The widely conserved preferential accumulation of α-tocopherol (α-TOH) in tissues occurs, in part, from selective postabsorptive catabolism of non-α-TOH forms via the vitamin E-ω-oxidation pathway. We previously showed that global disruption of CYP4F14, the major but not the only mouse TOH-ω-hydroxylase, resulted in hyper-accumulation of γ-TOH in mice fed a soybean oil diet. In the current study, supplementation of Cyp4f14(-/-) mice with high levels of δ- and γ-TOH exacerbated tissue enrichment of these forms of vitamin E. However, at high dietary levels of TOH, mechanisms other than ω-hydroxylation dominate in resisting diet-induced accumulation of non-α-TOH. These include TOH metabolism via ω-1/ω-2 oxidation and fecal elimination of unmetabolized TOH. The ω-1 and ω-2 fecal metabolites of γ- and α-TOH were observed in human fecal material. Mice lacking all liver microsomal CYP activity due to disruption of cytochrome P450 reductase revealed the presence of extra-hepatic ω-, ω-1, and ω-2 TOH hydroxylase activities. TOH-ω-hydroxylase activity was exhibited by microsomes from mouse and human small intestine; murine activity was entirely due to CYP4F14. These findings shed new light on the role of TOH-ω-hydroxylase activity and other mechanisms in resisting diet-induced accumulation of tissue TOH and further characterize vitamin E metabolism in mice and humans.

Fig. 1.

Effect of Cyp4f14 disruption on vitamin E metabolism and tissue accumulation in mice supplemented with γ- and δ-TOH for 12 weeks. A: 24 h ω-hydroxy, ω-1/ω-2 hydroxy and total vitamin E metabolite excretion in wild-type (solid bar) and Cyp4f14^−/− mice (open bar) were quantified by GC-MS. Asterisks indicate significant differences from wild-type. B: 24 h fecal excretion of unmetabolized TOH in wild-type (solid bar) and Cyp4f14^−/− mice (open bar). C: Concentration of TOH in plasma and tissues of wild-type (solid bar) and Cyp4f14^−/− mice (open bar) fed the supplemented diet for 12 weeks. Asterisks indicate significant differences from wild-type mice (P < 0.05).

Fig. 2.

Effect of the L-Cpr disruption on vitamin E metabolism and tissue accumulation in mice supplemented with γ- and δ-TOH for 4 weeks A: 24 h ω-hydroxy, ω-1/ω-2 hydroxy and total vitamin E metabolite excretion in wild-type (solid bar) and L-Cpr^−/− mice (open bar) were quantified by GC-MS. Asterisks indicate significant differences from wild-type. B: 24 h fecal excretion of unmetabolized TOH in wild-type (solid bar) and L-Cpr^−/− mice (open bar).
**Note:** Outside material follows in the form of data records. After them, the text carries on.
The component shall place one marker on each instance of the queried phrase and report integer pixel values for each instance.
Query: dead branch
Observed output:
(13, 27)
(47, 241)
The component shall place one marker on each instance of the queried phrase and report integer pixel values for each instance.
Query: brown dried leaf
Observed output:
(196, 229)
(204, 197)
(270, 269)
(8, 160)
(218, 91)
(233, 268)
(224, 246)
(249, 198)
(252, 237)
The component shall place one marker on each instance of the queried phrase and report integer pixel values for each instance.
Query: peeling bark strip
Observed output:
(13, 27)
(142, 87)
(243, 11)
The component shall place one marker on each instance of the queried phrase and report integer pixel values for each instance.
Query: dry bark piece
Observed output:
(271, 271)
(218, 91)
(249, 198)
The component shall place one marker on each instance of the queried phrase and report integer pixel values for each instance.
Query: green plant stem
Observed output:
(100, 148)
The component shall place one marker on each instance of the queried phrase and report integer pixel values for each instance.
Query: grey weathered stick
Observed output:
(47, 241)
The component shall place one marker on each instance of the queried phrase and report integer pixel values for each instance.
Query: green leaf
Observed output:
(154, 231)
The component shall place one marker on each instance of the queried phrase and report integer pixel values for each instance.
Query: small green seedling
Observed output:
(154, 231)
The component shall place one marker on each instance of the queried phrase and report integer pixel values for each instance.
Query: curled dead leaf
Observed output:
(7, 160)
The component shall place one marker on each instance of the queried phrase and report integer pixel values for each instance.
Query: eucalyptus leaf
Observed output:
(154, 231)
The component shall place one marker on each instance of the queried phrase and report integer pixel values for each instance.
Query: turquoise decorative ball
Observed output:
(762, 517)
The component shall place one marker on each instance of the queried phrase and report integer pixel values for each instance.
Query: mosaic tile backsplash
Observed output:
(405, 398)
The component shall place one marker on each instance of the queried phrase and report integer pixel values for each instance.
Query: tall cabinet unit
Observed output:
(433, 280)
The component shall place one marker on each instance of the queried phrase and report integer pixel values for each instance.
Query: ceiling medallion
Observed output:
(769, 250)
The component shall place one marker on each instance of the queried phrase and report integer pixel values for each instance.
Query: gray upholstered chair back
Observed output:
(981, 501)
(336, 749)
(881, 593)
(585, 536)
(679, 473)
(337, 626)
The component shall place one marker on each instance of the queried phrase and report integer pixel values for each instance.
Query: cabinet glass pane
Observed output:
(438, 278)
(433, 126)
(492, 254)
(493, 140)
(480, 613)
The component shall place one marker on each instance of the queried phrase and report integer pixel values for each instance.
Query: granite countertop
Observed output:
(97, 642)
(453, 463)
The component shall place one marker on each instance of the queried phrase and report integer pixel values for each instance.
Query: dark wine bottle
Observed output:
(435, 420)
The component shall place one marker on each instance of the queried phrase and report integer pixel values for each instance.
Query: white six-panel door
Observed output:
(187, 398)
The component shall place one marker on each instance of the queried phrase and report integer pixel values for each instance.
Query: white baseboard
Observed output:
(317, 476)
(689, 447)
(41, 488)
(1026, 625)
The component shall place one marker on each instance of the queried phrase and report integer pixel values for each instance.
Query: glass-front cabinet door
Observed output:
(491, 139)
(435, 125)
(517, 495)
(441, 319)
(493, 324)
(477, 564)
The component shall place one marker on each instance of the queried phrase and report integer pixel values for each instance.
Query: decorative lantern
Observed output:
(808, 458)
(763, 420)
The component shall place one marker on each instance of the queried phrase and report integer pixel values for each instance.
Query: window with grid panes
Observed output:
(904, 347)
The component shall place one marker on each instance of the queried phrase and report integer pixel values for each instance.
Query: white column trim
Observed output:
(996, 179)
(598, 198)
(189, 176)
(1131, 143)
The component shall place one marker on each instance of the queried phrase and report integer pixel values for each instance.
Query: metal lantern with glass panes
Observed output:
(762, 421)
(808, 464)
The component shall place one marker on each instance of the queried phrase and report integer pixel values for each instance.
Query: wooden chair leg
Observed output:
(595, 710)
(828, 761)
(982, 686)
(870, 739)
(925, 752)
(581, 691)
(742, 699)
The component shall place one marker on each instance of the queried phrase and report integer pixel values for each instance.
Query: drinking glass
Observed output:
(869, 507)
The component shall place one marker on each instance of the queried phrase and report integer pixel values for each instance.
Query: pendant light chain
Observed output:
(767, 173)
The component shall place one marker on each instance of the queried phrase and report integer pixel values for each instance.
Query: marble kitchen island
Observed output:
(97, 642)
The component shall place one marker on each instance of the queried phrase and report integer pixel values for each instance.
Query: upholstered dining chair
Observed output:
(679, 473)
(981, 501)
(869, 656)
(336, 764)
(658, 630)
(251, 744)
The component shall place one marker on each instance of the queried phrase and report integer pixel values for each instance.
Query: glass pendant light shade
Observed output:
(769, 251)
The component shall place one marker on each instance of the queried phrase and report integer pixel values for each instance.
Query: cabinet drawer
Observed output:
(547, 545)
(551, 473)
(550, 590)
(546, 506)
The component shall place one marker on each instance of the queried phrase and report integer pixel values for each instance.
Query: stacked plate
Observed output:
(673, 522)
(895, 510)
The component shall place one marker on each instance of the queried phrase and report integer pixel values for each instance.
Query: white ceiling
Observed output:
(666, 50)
C: Concentration of TOH in plasma and tissues of wild-type (solid bar) and L-Cpr^−/− mice (open bar) fed the supplemented diet for 4 weeks. Asterisks indicate significant differences from L-Cpr^−/− mice (P < 0.05).

Fig. 3.

Evidence of TOH-ω-hydroxylase activity in microsomes prepared from mouse liver (A–C) and small intestinal mucosa (D–F). GC-MS chromatograms from incubations of liver microsomes from L-Cpr^+/+ mice with (A) 250 µM α-TOH, (B) 80 µM γ-TOH, and (C) 80 µM δ-TOH, illustrating formation of the corresponding 13′-OH metabolites. Microsomes from L-Cpr^−/− mouse small intestinal mucosa were incubated with (D) 250 µM α-TOH, (E) 80 µM γ-TOH, and (F) 80 µM δ-TOH, illustrating formation of the corresponding 13′-OH metabolites and demonstrating vitamin E-ω-hydroxylase activity in mouse intestine. Retention times and the ratio of the molecular ion to the fragment ion of intestinal samples were consistent with that of the liver.

Fig. 4.

TOH-ω-hydroxylase activity in pooled human liver microsomes (A–C) and pooled human intestinal microsomes (D–F). GC-MS chromatograms from incubations of human liver microsomes with (A) 250 µM α-TOH, (B) 80 µM γ-TOH, and (C) 80 µM δ-TOH, illustrating formation of the corresponding 13′-OH metabolites. Human intestinal mucosal microsomes were incubated with (D) 250 µM α-TOH, (E) 80 µM γ-TOH, and (F) 80 µM δ-TOH, illustrating formation of the corresponding 13′-OH metabolites and demonstrating vitamin-E-ω-hydroxylase activity in human intestine. Retention times and the ratio of the molecular ion to the fragment ion of intestinal samples were consistent with that of the liver.